パス図の作成では,仮説に則した様々なパターンのパス図を作成して,モデルの適合度やパス係数(パラメータ)を比較します.

最適なモデルを作成できたら,その結果に対して解釈を行います.

共分散構造分析の実行方法

共分散構造分析は複雑な計算が必要なため,専用のソフトやプログラミングが必要です.GUIであれば,SPSSの一部であるAMOS(Analysis of Moment Structures)やStataが有名です.また,R言語ではLavaan(latent variable analysis)というパッケージがよく使用されます.

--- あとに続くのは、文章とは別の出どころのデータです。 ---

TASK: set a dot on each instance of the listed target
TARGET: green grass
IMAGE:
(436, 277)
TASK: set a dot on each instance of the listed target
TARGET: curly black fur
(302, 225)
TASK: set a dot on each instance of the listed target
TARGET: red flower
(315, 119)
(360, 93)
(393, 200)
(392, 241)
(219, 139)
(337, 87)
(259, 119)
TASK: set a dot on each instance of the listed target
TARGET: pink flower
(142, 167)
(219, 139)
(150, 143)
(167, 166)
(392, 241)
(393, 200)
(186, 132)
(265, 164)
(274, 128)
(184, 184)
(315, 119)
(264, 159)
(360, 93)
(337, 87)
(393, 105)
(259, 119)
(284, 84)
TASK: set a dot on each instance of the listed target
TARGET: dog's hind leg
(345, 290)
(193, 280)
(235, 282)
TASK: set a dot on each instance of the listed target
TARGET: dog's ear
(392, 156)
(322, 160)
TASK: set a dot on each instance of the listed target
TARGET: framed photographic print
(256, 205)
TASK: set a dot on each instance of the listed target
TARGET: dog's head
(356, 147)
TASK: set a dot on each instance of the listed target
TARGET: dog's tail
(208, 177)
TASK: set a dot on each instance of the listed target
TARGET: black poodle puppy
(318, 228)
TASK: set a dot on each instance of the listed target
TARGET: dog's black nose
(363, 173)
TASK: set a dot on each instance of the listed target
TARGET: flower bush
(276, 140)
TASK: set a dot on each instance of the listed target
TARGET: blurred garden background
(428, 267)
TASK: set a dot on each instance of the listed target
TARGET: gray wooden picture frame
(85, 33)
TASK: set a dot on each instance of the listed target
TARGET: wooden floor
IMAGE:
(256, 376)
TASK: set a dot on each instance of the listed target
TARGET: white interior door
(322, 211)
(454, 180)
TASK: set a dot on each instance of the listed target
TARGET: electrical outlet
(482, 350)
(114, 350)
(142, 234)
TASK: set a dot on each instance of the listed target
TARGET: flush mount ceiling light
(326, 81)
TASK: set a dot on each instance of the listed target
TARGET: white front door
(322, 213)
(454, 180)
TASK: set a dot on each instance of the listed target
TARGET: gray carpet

Staatで販売している統計アプリStaatAppでも,共分散構造分析を簡単に実行することができます.StaatAppを用いた共分散構造分析の実行例や,StaatAppについては以下のページで紹介しています.

》StaatAppで行う共分散構造分析
》統計アプリStaatApp

統計解析アプリStaatApp

多母集団同時解析(応用)

共分散構造分析における多母集団(マルチグループ)同時解析は,異なるグループ・属性にわたってモデルのパラメータがどのように異なるか,または一致するかを評価するために使用される高度な手法です.

多母集団同時解析は,文化間での調査の信頼性と妥当性をテストしたり,組織変更が異なる部署にどのように影響するかを理解するために使用されます.また,この手法を用いることで,研究者は理論やモデルが異なるグループにおいて普遍的か,あるいは特定のグループにのみ適用可能かを統計的に検証することができます.